AdapterHub 26 Dec 24, 2022
Train 🤗-transformers model with Poutyne.

poutyne-transformers Train 🤗 -transformers models with Poutyne. Installation pip install poutyne-transformers Example import torch from transformers

Lennart Keller 2 Dec 18, 2022
초성 해석기 based on ko-BART

초성 해석기 개요 한국어 초성만으로 이루어진 문장을 입력하면, 완성된 문장을 예측하는 초성 해석기입니다. 초성: ㄴㄴ ㄴㄹ ㅈㅇㅎ 예측 문장: 나는 너를 좋아해 모델 모델은 SKT-AI에서 공개한 Ko-BART를 이용합니다. 데이터 문장 단위로 이루어진 아무 코퍼스나

Dawoon Jung 29 Oct 28, 2022
Translation for Trilium Notes. Trilium Notes 中文版.

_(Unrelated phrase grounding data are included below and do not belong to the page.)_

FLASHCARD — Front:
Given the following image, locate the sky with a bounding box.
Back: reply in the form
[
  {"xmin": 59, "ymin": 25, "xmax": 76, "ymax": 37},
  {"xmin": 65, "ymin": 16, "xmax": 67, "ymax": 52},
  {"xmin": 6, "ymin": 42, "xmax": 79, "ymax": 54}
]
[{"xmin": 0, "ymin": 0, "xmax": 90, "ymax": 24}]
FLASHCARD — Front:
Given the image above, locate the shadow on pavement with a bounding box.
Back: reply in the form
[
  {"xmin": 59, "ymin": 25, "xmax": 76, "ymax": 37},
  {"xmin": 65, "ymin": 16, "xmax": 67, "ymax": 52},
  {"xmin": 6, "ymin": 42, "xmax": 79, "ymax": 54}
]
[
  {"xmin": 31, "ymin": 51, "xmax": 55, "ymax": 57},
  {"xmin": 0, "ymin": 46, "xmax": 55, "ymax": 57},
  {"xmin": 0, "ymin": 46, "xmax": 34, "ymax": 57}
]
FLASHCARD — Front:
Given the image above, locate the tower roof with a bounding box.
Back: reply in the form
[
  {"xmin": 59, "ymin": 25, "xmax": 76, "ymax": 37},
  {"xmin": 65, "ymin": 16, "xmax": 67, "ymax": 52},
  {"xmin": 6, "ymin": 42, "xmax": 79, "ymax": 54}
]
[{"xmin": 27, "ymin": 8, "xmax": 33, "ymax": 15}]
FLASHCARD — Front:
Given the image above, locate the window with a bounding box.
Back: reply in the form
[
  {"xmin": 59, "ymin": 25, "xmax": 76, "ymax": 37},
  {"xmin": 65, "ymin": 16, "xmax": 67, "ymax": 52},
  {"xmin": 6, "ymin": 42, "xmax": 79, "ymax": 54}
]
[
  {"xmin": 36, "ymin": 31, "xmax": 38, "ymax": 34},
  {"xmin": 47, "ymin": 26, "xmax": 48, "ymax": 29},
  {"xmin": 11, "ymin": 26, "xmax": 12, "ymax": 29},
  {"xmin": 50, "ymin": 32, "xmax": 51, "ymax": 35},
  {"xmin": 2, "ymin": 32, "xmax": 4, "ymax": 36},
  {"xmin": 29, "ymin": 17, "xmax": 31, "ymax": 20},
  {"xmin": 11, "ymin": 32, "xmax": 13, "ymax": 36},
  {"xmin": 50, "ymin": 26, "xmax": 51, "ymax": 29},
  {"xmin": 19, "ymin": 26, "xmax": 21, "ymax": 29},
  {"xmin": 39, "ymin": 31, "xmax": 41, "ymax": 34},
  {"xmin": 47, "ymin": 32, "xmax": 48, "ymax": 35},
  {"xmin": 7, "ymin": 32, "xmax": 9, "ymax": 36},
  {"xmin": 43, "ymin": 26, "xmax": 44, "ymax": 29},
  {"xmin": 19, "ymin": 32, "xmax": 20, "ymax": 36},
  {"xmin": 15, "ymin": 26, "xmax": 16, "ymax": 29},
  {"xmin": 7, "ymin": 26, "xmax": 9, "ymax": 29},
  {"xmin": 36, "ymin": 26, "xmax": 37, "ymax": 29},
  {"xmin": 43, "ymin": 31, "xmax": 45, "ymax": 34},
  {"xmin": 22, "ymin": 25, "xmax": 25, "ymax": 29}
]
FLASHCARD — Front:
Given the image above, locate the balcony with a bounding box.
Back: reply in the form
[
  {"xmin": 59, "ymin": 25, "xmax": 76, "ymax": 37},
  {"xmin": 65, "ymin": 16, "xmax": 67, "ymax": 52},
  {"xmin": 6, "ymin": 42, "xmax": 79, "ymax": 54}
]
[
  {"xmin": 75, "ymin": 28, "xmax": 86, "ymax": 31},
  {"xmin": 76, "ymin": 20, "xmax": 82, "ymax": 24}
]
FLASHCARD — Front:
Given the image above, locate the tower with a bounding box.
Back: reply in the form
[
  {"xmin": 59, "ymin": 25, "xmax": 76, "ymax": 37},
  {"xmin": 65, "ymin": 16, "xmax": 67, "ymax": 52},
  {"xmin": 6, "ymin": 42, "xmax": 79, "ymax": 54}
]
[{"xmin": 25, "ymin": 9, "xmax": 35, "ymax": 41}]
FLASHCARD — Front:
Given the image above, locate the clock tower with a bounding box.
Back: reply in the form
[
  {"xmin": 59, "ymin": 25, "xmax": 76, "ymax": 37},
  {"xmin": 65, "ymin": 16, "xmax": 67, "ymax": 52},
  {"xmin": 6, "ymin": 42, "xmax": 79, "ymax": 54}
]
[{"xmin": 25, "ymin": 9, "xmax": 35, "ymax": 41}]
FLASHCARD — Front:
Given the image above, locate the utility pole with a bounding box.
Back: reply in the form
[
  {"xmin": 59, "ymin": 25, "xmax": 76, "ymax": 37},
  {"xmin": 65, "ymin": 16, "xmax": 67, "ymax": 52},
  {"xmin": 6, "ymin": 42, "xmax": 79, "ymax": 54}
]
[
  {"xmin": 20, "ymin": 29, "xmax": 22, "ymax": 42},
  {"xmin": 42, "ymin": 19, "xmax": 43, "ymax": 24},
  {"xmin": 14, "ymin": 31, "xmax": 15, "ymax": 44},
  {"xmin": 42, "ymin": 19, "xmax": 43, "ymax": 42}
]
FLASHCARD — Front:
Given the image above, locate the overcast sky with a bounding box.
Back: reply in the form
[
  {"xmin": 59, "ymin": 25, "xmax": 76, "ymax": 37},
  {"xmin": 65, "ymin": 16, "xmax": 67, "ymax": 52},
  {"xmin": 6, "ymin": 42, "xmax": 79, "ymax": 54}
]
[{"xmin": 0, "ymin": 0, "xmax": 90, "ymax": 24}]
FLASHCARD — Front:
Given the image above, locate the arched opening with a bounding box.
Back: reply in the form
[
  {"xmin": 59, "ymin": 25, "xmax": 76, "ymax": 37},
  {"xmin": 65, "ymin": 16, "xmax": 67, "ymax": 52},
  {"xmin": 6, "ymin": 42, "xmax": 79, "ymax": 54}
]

Trilium Translation 中文说明 This repo provides a translation for the awesome Trilium Notes. Currently, I have translated Trilium Notes into Chinese. Test

743 Jan 08, 2023
HAIS_2GNN: 3D Visual Grounding with Graph and Attention

HAIS_2GNN: 3D Visual Grounding with Graph and Attention This repository is for the HAIS_2GNN research project. Tao Gu, Yue Chen Introduction The motiv

Yue Chen 1 Nov 26, 2022
Unofficial Python library for using the Polish Wordnet (plWordNet / Słowosieć)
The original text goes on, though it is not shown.